- Most Asia-Pacific shares remain offered amid fears of covid strain, no-deal Brexit.
- PBOC keeps benchmark rates unchanged, Hong Kong to join the league that bans UK travels.
- Capitol Hill reached stimulus deal, passed one-day stopgap funding to give final touches to the aid package.
Asian equities stay heavy while heading into Monday’s European session as fears of a new strain of the coronavirus (COVID-19) join Brexit deadlock to dim the optimism over the US covid aid package. As portraying the mood, MSCI’s index of Asia-Pacific shares struggles for a clear direction whereas Japan’s Nikkei 225 prints 0.23% intraday losses by press time.

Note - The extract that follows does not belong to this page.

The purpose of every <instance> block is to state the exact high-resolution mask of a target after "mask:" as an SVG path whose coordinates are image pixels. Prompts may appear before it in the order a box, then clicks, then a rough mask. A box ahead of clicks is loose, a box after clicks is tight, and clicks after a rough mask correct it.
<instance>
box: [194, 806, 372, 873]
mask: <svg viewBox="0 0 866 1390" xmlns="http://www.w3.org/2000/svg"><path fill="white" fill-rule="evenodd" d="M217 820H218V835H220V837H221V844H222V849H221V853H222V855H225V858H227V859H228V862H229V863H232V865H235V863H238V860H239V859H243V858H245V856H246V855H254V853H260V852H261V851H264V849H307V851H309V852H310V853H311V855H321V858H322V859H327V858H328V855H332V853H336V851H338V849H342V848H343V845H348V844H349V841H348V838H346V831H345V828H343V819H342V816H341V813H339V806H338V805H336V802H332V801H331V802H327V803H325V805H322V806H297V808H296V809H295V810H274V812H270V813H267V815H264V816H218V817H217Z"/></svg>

In doing so, Japanese traders ignore calls of market intervention backed by Nikkei as well as chatters over JPY106 trillion budget for fiscal year (FY) 2021-22. On the same line is Australia’s ASX 200 but New Zealand’s (NZ) NZX 50 marks over 1.0% losses despite the recovery in NZ Credit Card Spending for November, from -6.3% to -5.6%.
Chinese equities print gains, followed by markets in Indonesia, amid hopes of further stimulus. Early in Asia, the People’s Bank of China (PBOC) matched wide market forecasts of keeping the one-year Prime Lending Rates at 3.65% while also holding the five-year rates at 4.65%.
Elsewhere, Hong Kong’s Hang Seng drops 0.20% as it followed Canada, Turkey and Europe’s footsteps to ban flights from the UK, starting from December 22. Furthermore, India’s BSE Sensex prints mild losses amid broadly dull sentiment whereas stock futures in the US, Europe and the UK also fail to welcome the US policymaker’s ability to strike a covid aid package deal.
Looking forward, market sentiment will evolve over how Britain manages to tame the new strain of COVID-19, needless to mention about Brexit. However, optimism over the US aid package may keep bears away as traders draw near the year-end celebrations.